The study population included all adults (men, 18-70 years; women, 18-50 years) enrolled in the International Collaborative Gaucher Group (ICGG) Gaucher Registry for whom lumbar spine BMD measurements were available. BMD data with up to 8 years of follow-up were analyzed for 160 patients who received no ERT and 342 patients treated with ERT alone. BMD was assessed by DXA of the lumbar spine. Z scores for patients with GD were compared with a reference population. From the model's estimate, percent of patients by age and sex with osteoporosis (T score < or = -2.5) were calculated.
DXA Z scores for patients with GD in the no ERT (untreated) group were significantly below normal (y intercept = -0.80 Z score units, p < 0.001) and remained approximately 1 SD below the reference population over time (slope = -0.010 Z score units per year, p = 0.68). The DXA Z scores for patients with GD who received ERT at a dose of 60 U/kg/2 weeks were significantly lower than the reference population at baseline (y-intercept = -1.17 Z score units, p < 0.001), but improved significantly over time (slope = +0.132 Z score units per year, p < 0.001). A significant dose-response relationship was noted for the ERT group, with the slopes for the three main dosing groups of 15, 30, and 60 U/kg/2 weeks of +0.064, +0.086, and +0.132 Z score units per year, respectively. The BMD of patients with GD treated with ERT increased to -0.12 (60 U/kg/2 weeks), -0.48 (30 U/kg/2 weeks), and -0.66 (15 U/kg/2 weeks) SD of the mean of the reference population after 8 years of ERT, approaching the reference population. Estimated risk of osteoporosis of this GD population, if left untreated, ranged from approximately 10 to 30% in women and 10% to 25% in men.

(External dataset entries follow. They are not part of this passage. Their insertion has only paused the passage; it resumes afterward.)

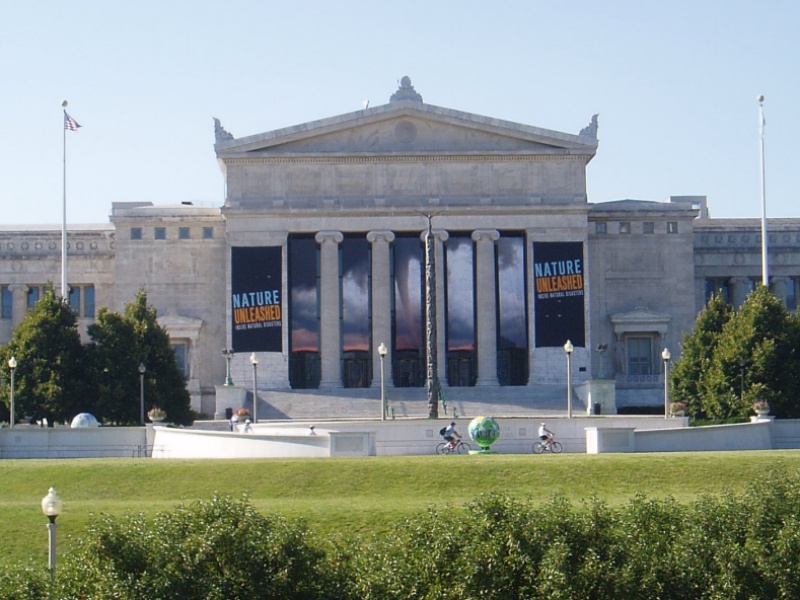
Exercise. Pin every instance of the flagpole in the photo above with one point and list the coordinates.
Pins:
(64, 290)
(764, 261)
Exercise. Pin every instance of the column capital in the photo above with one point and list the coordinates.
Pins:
(380, 236)
(485, 235)
(329, 236)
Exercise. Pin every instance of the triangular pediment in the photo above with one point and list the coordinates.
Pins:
(405, 127)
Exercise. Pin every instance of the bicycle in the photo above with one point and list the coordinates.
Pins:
(553, 446)
(460, 448)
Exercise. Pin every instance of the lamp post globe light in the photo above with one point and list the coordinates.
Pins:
(382, 350)
(142, 370)
(12, 364)
(254, 362)
(665, 356)
(568, 348)
(51, 507)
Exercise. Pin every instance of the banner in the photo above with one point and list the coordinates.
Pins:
(559, 293)
(256, 299)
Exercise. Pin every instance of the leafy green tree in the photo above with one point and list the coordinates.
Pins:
(50, 378)
(123, 342)
(764, 336)
(697, 352)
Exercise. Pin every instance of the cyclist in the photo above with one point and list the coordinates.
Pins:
(450, 434)
(545, 435)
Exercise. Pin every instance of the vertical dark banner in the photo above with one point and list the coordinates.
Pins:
(559, 293)
(256, 299)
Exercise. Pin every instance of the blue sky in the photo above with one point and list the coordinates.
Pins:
(675, 85)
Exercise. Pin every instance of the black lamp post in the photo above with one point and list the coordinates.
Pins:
(51, 507)
(12, 364)
(142, 369)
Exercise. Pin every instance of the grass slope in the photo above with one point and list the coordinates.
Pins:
(353, 494)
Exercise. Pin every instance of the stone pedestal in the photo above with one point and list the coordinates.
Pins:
(229, 396)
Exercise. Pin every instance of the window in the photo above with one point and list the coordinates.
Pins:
(718, 286)
(33, 296)
(640, 361)
(180, 359)
(88, 301)
(75, 299)
(6, 299)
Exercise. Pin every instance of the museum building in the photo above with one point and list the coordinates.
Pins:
(318, 257)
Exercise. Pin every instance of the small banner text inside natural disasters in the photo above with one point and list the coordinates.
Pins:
(256, 308)
(559, 280)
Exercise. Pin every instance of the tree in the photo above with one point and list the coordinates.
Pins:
(697, 352)
(50, 378)
(123, 342)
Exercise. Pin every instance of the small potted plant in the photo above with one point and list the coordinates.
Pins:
(677, 409)
(156, 414)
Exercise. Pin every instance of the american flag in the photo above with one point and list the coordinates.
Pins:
(70, 123)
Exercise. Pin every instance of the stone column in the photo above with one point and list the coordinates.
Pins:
(330, 301)
(486, 305)
(19, 303)
(381, 304)
(738, 291)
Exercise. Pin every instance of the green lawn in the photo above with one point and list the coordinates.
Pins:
(352, 494)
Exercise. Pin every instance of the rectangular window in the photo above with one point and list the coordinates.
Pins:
(33, 296)
(7, 302)
(75, 299)
(180, 359)
(88, 301)
(640, 360)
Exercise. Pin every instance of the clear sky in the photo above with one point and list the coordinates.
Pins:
(675, 85)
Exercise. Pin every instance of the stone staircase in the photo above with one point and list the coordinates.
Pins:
(404, 403)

ERT with imiglucerase (Cerezyme) may increase BMD in patients with GD. Response to treatment with imiglucerase is slower for BMD than for hematologic and visceral aspects of GD. A normal (age- and sex-adjusted) BMD should be a therapeutic goal for patients with type 1 GD.
使用国际协作戈谢病研究组戈谢病登记处的骨密度数据,研究了用伊米苷酶进行酶替代疗法(ERT)对1型戈谢病(GD)骨密度的影响。对160例未治疗患者和342例接受ERT治疗的患者的数据进行了分析。伊米苷酶显著改善了戈谢病患者的骨密度,ERT治疗8年后骨密度恢复正常。

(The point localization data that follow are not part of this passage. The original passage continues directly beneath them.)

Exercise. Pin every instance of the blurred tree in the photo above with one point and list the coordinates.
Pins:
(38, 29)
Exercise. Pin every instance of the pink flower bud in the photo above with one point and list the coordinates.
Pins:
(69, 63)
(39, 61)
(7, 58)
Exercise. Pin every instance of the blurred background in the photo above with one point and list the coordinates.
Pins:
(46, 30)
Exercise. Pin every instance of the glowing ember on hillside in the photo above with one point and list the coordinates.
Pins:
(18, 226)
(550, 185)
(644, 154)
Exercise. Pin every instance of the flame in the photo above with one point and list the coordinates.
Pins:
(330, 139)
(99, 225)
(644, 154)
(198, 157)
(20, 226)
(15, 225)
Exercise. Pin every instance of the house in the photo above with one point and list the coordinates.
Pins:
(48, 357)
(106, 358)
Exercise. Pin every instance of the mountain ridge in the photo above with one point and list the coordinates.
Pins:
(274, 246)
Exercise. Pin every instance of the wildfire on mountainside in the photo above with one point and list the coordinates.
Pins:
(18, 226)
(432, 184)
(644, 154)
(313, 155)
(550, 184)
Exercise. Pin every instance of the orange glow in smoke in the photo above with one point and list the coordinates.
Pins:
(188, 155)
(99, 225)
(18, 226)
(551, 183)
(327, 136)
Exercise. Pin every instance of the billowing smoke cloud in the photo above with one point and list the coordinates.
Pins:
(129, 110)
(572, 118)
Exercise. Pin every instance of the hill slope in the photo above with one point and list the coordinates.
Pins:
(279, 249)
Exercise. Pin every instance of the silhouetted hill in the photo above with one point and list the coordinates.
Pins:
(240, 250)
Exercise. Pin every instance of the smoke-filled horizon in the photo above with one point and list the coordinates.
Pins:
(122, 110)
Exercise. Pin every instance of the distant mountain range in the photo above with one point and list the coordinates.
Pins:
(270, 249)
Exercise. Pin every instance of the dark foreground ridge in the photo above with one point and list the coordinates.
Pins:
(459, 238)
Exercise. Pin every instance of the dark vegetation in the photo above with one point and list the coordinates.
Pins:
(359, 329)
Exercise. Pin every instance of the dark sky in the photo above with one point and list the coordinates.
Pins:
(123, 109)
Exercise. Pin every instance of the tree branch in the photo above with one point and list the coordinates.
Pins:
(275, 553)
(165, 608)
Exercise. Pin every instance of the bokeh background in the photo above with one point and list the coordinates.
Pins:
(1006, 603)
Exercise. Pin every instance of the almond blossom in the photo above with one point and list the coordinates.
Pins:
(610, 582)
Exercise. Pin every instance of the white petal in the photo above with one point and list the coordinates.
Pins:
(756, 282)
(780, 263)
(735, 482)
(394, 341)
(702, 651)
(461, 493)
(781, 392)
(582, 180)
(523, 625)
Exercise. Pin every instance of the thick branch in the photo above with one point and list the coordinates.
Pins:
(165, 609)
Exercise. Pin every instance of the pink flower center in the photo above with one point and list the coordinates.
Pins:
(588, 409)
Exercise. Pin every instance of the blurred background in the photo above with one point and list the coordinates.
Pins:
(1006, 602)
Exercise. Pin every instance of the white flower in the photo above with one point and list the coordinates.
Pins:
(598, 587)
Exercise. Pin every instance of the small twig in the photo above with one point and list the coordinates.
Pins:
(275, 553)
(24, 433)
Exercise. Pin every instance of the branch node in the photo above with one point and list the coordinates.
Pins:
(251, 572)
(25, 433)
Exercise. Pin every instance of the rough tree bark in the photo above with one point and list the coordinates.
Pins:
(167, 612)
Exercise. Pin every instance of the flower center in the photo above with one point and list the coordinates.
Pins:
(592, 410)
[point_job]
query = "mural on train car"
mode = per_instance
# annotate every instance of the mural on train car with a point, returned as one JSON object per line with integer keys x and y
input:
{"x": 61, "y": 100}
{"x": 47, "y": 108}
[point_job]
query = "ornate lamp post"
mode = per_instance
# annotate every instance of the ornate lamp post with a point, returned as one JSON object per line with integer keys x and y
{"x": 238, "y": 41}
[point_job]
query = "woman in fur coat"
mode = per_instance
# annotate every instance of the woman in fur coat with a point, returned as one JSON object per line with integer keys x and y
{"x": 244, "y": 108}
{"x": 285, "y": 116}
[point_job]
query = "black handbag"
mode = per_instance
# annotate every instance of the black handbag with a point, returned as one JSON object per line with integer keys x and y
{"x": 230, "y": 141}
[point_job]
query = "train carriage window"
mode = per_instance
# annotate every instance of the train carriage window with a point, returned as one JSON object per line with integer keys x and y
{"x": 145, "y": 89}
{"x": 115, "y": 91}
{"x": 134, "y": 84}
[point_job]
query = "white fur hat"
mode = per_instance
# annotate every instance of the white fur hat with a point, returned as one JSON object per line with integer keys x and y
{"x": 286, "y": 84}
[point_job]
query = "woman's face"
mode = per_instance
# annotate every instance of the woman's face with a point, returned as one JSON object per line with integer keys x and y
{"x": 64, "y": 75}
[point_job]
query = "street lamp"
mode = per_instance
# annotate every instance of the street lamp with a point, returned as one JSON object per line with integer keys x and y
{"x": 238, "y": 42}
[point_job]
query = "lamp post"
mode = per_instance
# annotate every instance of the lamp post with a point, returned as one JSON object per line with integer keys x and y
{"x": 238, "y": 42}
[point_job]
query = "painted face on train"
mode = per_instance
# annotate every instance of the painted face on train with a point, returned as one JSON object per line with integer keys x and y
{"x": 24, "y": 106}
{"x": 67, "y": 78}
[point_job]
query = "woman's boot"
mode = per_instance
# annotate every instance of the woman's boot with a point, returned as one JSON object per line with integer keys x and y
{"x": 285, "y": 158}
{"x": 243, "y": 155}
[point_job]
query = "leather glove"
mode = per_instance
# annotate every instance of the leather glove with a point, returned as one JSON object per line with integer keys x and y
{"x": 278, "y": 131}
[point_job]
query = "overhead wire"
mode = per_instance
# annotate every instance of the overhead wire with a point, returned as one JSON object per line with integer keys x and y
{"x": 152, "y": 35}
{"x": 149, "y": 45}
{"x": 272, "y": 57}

目的是确定酶替代疗法(ERT;思而赞,伊米苷酶)对1型戈谢病(GD)骨密度的影响。
研究人群包括所有纳入国际协作戈谢病研究组(ICGG)戈谢病登记处且可获得腰椎骨密度测量值的成年人(男性,18至70岁;女性,18至50岁)。对160例未接受ERT的患者和342例仅接受ERT治疗的患者长达8年的随访骨密度数据进行了分析。通过腰椎双能X线吸收法(DXA)评估骨密度。将戈谢病患者的Z评分与参考人群进行比较。根据模型估计,计算不同年龄和性别的骨质疏松症患者(T评分≤ -2.5)的百分比。

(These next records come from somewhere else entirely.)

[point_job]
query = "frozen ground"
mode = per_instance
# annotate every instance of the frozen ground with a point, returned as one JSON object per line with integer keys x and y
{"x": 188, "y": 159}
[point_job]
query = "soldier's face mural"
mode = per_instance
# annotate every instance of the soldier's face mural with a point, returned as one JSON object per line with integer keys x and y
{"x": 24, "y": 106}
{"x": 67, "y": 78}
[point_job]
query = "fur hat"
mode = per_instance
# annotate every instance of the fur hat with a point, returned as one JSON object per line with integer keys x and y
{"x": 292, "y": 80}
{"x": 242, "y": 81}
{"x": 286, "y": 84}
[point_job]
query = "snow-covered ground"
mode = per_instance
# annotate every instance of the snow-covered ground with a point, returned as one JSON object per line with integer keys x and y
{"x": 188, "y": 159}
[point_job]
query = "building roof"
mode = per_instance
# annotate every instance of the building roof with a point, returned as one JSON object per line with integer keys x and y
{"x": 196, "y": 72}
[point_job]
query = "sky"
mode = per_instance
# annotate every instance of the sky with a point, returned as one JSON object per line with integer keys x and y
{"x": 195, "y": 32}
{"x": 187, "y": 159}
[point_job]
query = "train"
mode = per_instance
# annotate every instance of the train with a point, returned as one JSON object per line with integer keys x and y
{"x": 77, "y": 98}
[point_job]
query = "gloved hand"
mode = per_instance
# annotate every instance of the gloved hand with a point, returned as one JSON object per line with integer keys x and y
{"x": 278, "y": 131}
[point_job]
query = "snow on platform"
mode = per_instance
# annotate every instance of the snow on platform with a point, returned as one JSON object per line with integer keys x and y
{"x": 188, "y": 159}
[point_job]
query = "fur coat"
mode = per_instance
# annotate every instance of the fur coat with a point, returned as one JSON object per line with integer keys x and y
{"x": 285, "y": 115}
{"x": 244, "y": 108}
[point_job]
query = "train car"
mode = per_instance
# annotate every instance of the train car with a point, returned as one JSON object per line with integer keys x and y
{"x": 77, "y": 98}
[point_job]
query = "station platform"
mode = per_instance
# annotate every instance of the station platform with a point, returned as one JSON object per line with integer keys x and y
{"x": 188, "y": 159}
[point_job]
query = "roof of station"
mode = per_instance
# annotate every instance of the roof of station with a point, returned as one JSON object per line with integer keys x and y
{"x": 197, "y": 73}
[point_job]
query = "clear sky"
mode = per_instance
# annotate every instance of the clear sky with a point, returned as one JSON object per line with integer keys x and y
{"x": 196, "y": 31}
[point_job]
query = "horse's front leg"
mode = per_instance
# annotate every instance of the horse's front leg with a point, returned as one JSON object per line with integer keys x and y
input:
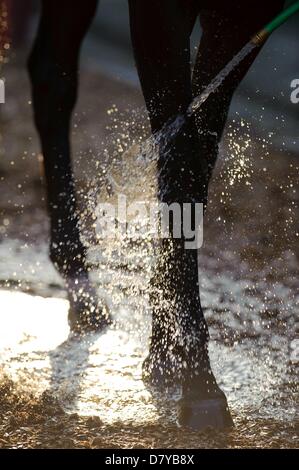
{"x": 53, "y": 68}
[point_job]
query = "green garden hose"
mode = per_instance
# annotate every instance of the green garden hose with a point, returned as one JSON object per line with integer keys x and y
{"x": 262, "y": 35}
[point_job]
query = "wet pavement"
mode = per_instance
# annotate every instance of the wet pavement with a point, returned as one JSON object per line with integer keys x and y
{"x": 58, "y": 391}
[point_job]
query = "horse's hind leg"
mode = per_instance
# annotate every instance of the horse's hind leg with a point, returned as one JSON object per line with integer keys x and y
{"x": 53, "y": 69}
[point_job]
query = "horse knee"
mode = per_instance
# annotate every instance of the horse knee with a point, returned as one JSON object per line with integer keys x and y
{"x": 54, "y": 91}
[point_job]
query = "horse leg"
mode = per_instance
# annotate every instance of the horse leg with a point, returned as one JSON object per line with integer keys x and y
{"x": 163, "y": 62}
{"x": 225, "y": 32}
{"x": 53, "y": 69}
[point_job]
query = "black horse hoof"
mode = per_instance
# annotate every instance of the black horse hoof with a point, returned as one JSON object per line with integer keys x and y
{"x": 201, "y": 414}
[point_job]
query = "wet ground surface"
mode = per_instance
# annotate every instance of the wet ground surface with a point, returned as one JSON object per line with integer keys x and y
{"x": 56, "y": 391}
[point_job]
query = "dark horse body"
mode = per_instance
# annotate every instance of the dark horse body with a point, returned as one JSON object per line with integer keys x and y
{"x": 161, "y": 40}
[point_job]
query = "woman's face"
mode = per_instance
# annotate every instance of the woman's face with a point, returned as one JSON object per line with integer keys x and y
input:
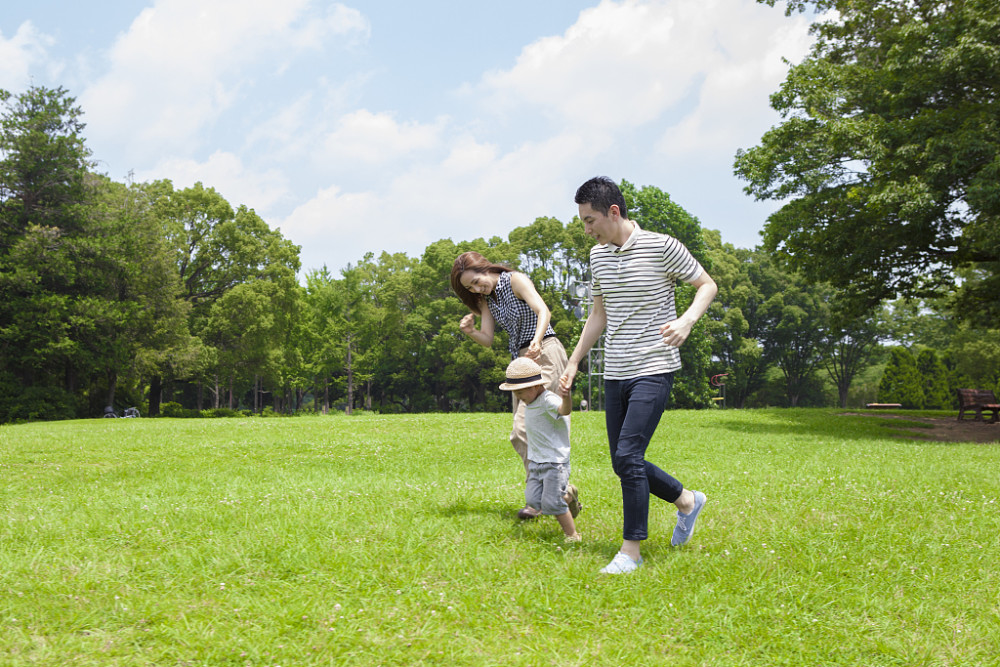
{"x": 478, "y": 283}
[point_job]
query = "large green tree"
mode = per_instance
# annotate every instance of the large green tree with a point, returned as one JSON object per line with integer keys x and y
{"x": 48, "y": 261}
{"x": 888, "y": 155}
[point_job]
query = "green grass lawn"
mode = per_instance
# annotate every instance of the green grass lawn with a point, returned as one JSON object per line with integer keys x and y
{"x": 827, "y": 540}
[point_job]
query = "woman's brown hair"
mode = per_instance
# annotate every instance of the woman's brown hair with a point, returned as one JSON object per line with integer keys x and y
{"x": 472, "y": 261}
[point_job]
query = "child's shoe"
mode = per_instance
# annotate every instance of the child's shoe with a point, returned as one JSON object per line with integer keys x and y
{"x": 573, "y": 500}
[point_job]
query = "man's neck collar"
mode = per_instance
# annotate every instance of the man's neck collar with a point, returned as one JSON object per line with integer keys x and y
{"x": 633, "y": 229}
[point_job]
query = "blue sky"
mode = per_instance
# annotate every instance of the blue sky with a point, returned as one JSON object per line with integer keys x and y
{"x": 373, "y": 126}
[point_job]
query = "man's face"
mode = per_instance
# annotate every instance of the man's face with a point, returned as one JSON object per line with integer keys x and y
{"x": 598, "y": 225}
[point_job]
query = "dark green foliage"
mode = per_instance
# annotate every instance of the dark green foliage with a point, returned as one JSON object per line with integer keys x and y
{"x": 888, "y": 157}
{"x": 901, "y": 381}
{"x": 934, "y": 374}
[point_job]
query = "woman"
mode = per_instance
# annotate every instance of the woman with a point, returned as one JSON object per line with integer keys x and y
{"x": 499, "y": 295}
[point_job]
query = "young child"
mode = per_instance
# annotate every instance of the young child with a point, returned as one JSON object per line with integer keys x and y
{"x": 547, "y": 428}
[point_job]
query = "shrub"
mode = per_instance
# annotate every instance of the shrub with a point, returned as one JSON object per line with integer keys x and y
{"x": 221, "y": 412}
{"x": 174, "y": 409}
{"x": 901, "y": 382}
{"x": 36, "y": 403}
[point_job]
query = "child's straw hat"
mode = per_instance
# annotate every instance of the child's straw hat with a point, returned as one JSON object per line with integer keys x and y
{"x": 522, "y": 373}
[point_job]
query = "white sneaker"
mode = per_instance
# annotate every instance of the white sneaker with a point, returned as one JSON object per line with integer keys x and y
{"x": 621, "y": 564}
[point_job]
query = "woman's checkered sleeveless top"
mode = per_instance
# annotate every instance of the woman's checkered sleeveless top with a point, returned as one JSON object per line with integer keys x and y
{"x": 515, "y": 316}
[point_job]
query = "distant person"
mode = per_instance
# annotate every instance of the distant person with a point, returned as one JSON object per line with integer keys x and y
{"x": 546, "y": 419}
{"x": 634, "y": 273}
{"x": 498, "y": 295}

未接受ERT(未治疗)组戈谢病患者的DXA Z评分显著低于正常水平(截距 = -0.80 Z评分单位,p < 0.001),且随时间推移仍比参考人群低约1个标准差(斜率 = -0.010 Z评分单位/年,p = 0.68)。接受每2周60 U/kg剂量ERT治疗的戈谢病患者的DXA Z评分在基线时显著低于参考人群(截距 = -1.17 Z评分单位,p < 0.001),但随时间显著改善(斜率 = +0.132 Z评分单位/年,p < 0.001)。ERT组呈现显著的剂量反应关系,每2周15、30和60 U/kg三个主要给药组的斜率分别为+0.064、+0.086和+0.132 Z评分单位/年。ERT治疗8年后,接受ERT治疗的戈谢病患者的骨密度增加到参考人群平均值的-0.12(每2周60 U/kg)、-0.48(每2周30 U/kg)和-0.66(每2周15 U/kg)标准差,接近参考人群。该戈谢病群体若不治疗,估计骨质疏松症风险在女性中约为10%至30%,在男性中为10%至25%。
用伊米苷酶(思而赞)进行ERT可能会增加戈谢病患者的骨密度。伊米苷酶治疗对骨密度的反应比对戈谢病血液学和内脏方面的反应慢。正常(年龄和性别校正后)骨密度应成为1型戈谢病患者的治疗目标。